Maintain Documentation and Records

Maintain all required records for at least six years from creation or last effective date. Centralize policies, procedures, Risk Analysis, mitigation plans, incident reports, training logs, access reviews, and BAAs.

Use a compliance calendar and internal audits to verify that controls remain effective and evidence stays complete and current.

Checklist

  • Central repository with version control and access tracking
  • Complete evidence sets: risk assessments, training, incidents, and reviews
  • Retention schedule that meets or exceeds six-year minimums
  • Quarterly internal audits with management sign-off
  • Metrics dashboard for key compliance activities

Conclusion

Ongoing HIPAA compliance is a continuous, risk-based program. By executing disciplined Risk Analysis, robust policies, workforce training, layered safeguards, accountable vendor management, and timely breach response, you protect PHI and ePHI while keeping your organization audit-ready.

FAQs

What are the key steps to maintain HIPAA compliance?

Start with a thorough Risk Analysis, then implement privacy and security policies, train your workforce, and apply Administrative, Physical, and Technical Safeguards. Control access, manage Business Associates with BAAs, prepare breach response procedures, and keep complete documentation with regular audits.

How often should risk assessments be conducted?

Conduct a formal Risk Analysis at least annually and whenever significant changes occur, such as new systems, vendors, mergers, or incidents. Update the risk register and mitigation plans as controls change or new threats emerge.

What training is required for workforce members under HIPAA?

Provide onboarding training before PHI access, annual refreshers, and role-based modules tailored to job duties. Include privacy practices, security hygiene, phishing awareness, incident reporting, and sanctions, and maintain signed acknowledgments and completion records.

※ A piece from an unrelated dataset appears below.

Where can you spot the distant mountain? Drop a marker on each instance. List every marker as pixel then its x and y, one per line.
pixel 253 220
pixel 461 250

How should a breach of PHI be reported?

Activate your incident response plan, contain the issue, and perform a breach risk assessment. Notify affected individuals without unreasonable delay and no later than 60 days after discovery, report to the Secretary of Health and Human Services, and for incidents affecting 500 or more individuals in a state or jurisdiction, notify prominent media as required.